SUBFAMILY CACTOIDEAE
Wow! About 86% of the species diversity of the family is found
in this subfamily..Probably 99% or more of the cactus cultivated in
hobbyists collections are from this subfamily as well. With over
1,000 species, showing extremes of morphological diversity where do
I start? Basically, this group shows many of the really confusing
problems of parallel evolution within the cacti. Witness, for
example, the morphological similarities of the north American "ball"
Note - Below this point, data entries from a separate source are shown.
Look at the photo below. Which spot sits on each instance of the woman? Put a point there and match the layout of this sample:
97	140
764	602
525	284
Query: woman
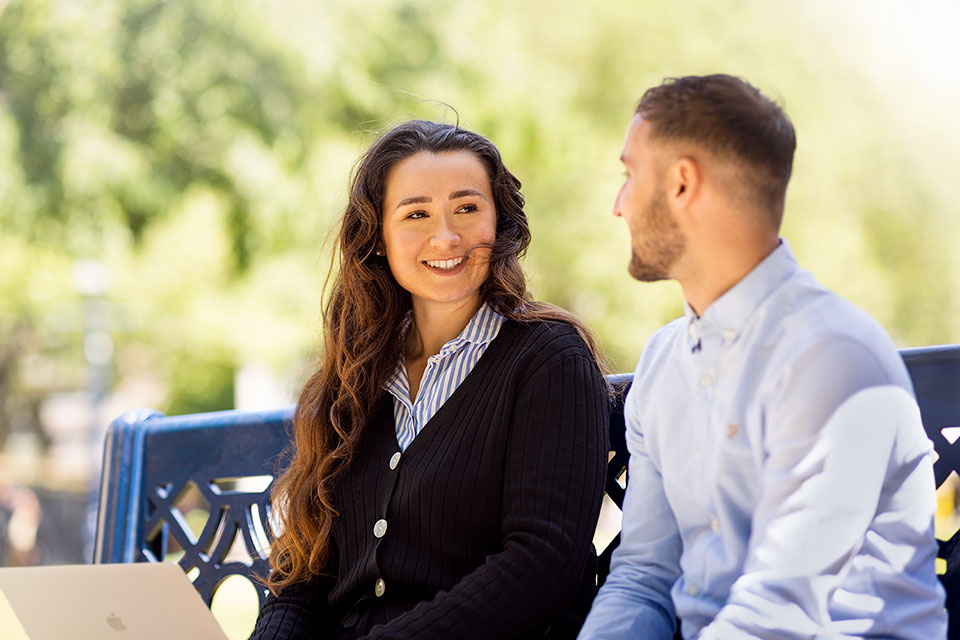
451	446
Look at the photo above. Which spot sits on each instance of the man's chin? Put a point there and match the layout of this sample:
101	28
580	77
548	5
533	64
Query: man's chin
645	272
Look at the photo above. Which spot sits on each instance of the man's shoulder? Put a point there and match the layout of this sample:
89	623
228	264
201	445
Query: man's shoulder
809	316
659	345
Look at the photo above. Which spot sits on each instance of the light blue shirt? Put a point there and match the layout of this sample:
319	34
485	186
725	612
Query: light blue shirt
753	507
443	374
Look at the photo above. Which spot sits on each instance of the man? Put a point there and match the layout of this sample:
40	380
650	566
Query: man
780	482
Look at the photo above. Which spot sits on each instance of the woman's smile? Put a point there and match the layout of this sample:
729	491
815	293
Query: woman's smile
439	223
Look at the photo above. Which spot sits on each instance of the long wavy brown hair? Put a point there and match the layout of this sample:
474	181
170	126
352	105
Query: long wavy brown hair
362	341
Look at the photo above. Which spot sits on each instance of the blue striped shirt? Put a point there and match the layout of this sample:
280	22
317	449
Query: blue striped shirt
443	374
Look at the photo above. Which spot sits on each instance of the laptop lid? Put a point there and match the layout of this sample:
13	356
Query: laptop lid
137	601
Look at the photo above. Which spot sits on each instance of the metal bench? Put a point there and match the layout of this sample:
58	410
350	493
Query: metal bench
155	466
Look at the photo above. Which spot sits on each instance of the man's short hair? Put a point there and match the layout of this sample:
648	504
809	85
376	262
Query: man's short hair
732	119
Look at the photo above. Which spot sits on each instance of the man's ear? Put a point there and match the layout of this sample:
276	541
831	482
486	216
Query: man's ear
683	181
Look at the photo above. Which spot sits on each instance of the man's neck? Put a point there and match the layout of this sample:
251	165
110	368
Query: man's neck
434	325
721	271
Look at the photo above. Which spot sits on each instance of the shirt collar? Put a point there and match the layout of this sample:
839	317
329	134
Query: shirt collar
482	328
730	312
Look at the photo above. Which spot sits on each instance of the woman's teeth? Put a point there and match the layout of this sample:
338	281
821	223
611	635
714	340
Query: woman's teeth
444	264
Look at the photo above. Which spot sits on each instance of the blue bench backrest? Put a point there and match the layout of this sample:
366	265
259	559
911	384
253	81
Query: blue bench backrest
150	461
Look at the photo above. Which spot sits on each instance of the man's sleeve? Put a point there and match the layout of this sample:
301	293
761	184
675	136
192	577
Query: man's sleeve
822	479
635	601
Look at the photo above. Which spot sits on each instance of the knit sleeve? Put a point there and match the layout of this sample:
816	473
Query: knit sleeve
300	611
553	485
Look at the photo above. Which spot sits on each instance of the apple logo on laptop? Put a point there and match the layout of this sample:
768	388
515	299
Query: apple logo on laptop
116	623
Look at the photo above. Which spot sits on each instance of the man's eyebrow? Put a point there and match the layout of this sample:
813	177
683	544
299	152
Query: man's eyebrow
466	192
413	200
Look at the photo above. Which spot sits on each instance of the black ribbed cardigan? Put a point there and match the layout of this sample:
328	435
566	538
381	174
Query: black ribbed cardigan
490	511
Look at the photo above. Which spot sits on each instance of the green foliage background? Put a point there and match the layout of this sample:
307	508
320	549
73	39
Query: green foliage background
202	151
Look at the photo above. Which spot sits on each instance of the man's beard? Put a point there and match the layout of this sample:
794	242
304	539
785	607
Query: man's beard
662	243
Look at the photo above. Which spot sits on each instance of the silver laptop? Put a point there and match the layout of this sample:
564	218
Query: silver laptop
139	601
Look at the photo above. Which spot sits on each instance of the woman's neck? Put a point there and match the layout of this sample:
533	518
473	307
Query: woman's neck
435	325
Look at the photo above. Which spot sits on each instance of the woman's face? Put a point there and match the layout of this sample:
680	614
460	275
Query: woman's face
437	207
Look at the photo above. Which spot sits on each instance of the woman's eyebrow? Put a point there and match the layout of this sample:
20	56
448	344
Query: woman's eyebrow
466	192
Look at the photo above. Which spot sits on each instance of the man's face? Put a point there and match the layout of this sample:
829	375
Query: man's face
656	240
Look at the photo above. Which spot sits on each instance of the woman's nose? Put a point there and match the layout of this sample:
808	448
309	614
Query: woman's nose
444	235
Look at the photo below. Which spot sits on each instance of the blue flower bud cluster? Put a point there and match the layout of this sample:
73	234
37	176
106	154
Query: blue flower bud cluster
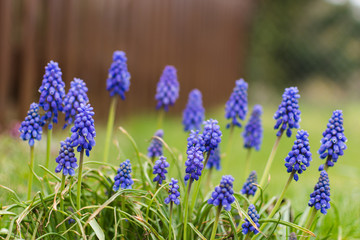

cacti (Mammillaria, Coryphantha, etc. of Tribe Cacteae) and the
similarly structured members of the Notocacteae (Parodia, Notocactus
s.str., Frailea) or the Tall, columnar members of the Tribe
Pachycereeae (saguaro, Lophocereus, Stenocereus, Pachycereus,
Myrtillocactus, Polaskia) from Mexico/Central America/USA and the
Andean members of Tribes Browngieae and Trichocereeae which have
virtually the same vegetative structures. It is no wonder that
Britton and Rose, using a purely "pigeon-hole" concept of taxonomy
grouped evolutionarily unrelated cacti based upon superficial
resemblance. Today most cactologists recognize about eight to ten
(presumably) evolutionarily independent lineages within this
subfamily which are called TRIBES. It would take many many pages of
text to explain the presumed hypotheses of relationships between the
tribes of this subfamily, and for many of these the relationships
are nothing more than educated speculation. I am attempting to
clarify some of these relationships using DNA techniques, but we are
several months (years?) away from resolving the problems
conclusively. There also is the question of which of certain
controversial genera should be placed within what tribe. There are
countless unanswered questions still remaining about this subfamily
as well. Many of these would warrant their own discussions!!!
Basically there are about 4 tribes which we feel evolved in
North America (Tribes Cacteae [largest], Pachycereeae, Echinocereeae
[incl. Leptocereeae], and Hylocereeae). These have morphological
"counterparts" in South America: Tribes Notocacteae, Trichocereeae,
Browningieae, Cereeae, and Rhipsalideae. There~are~parallel
evolution scenarios hypothesized for barrel cacti, columnar cacti,
and epiphytic cacti, each occurring in North and South America.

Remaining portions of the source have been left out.